Online experimentation in the behavioral sciences has advanced considerably since its introduction at the 1996 Society for Computers in Psychology (SCiP) conference in Chicago, IL (Reips, 2021). One methodological domain that has shown particular promise in moving online is eye tracking. Traditionally, eye-tracking studies required controlled laboratory settings equipped with specialized and costly hardware—a process that is both resource- and time-intensive. More recently, however, a growing body of research has shown that eye tracking can be successfully adapted to online environments (e.g., Bogdan et al., 2024; Bramlett & Wiener, 2024; James et al., 2025; Özsoy et al., 2023; Prystauka et al., 2024; Slim et al., 2024; Slim & Hartsuiker, 2023; Van der Cruyssen et al., 2023; Vos et al., 2022; Yang & Krajbich, 2021). By leveraging standard webcameras, researchers can now record eye movements remotely, making it possible to collect data from virtually any location at any time. This shift not only enhances scalability, but also broadens access to more diverse and representative participant samples.
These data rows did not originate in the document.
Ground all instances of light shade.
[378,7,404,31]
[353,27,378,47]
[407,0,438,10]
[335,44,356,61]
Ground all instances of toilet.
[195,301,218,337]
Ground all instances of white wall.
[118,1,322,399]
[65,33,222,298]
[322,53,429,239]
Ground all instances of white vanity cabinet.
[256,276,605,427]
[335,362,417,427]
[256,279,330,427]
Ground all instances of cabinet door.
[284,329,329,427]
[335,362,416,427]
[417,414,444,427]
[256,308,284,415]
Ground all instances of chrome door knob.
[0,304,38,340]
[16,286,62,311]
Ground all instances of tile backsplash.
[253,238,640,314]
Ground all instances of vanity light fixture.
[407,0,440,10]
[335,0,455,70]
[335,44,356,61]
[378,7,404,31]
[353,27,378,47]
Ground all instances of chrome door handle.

Webcam-based eye tracking has become an increasingly viable and accessible method for behavioral research. Implementation typically requires only a standard computing device (e.g., laptop, desktop, tablet, or smartphone) equipped with a built-in or external webcam. Data are collected through a web browser running dedicated software capable of recording and estimating gaze position in real time. This accessibility has been further enhanced by the integration of webcam-based eye tracking into several established experimental platforms, including Gorilla (Anwyl-Irvine et al., 2019), PsychoPy/PsychoJS (Peirce et al., 2019), jsPsych (Leeuw, 2014), PCIbex (Zehr & Schwarz, 2022), and Labvanced (Kaduk et al., 2023).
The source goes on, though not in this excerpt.